Tips for Managing Behavioral Bias

  1. Acknowledge that behavioral biases are inherent to everyone.

    - Identify emotional triggers, the inherent ‘go to’ decision-making process, under pressure.
     
  2. Never assume that you are not biased.

    - As an advisor or an investor (driven by reputation, compensation, building a business, or managing expectations), you will make different decisions under pressure than when you are in a learned, calm, and logical mindset.
     
  3. Keep your goals and financial capacity in focus. Consider the big picture.

    - This path to success will keep knee-jerk reactions from disrupting progress.
     
  4. Everyone has an inherent hard-wired behavioral style, which is the core of who they are, and emotional reactions can be predicted, with the right tools.

    - Take a moment to complete a simple discovery process that can uncover life-changing behavioral insight.
     
  5. Communication is the key.

    - You must understand how to uncover a someone’s unique communication and learning style to build trust.

    - Aligning advisors with clients according to behavior style will close gaps in communicating as well as decision-making.

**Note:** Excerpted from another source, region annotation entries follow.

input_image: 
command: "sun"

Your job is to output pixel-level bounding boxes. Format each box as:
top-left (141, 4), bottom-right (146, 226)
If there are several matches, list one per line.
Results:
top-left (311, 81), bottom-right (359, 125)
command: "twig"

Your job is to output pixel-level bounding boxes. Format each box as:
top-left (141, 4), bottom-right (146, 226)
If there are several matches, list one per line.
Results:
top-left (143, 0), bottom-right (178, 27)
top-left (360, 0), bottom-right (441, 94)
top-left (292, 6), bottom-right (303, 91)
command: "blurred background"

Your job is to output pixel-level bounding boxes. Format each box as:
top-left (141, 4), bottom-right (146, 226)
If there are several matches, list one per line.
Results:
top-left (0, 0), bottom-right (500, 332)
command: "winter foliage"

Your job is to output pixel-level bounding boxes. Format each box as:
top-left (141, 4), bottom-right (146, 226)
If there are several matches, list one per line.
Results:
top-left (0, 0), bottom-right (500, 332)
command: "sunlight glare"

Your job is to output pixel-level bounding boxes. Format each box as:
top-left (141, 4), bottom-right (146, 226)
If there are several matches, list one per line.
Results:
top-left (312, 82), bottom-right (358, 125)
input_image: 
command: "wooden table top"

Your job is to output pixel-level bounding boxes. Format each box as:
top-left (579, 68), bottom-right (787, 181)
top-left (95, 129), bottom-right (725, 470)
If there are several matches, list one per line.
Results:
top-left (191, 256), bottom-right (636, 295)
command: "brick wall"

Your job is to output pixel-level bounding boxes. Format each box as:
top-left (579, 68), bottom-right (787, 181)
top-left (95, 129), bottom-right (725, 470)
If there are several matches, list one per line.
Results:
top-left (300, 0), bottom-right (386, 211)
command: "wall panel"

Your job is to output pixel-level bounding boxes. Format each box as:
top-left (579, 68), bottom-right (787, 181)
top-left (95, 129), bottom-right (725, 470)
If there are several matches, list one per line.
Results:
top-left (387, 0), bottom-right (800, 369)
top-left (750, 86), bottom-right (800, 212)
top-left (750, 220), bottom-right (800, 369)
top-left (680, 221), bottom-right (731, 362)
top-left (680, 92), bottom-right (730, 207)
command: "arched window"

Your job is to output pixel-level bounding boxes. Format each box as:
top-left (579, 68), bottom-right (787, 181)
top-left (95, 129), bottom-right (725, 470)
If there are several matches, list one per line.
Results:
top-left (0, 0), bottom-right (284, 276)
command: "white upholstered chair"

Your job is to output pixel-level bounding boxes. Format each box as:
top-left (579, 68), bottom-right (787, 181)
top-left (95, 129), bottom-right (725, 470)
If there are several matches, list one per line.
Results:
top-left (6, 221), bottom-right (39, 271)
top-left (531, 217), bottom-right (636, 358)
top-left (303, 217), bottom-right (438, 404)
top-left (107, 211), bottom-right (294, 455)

Behavioral psychologists have long understood that people are not entirely rational. We’re influenced by a range of factors, from emotion to inherent behavioral biases, which may make a less rational choice seem more appealing. If advisors are to understand the behavior gap that will exist between themselves and their clients, they need to be fully aware of these biases. Gaining this insight will deliver more effective and informed decision-making, which will stand up under market pressure.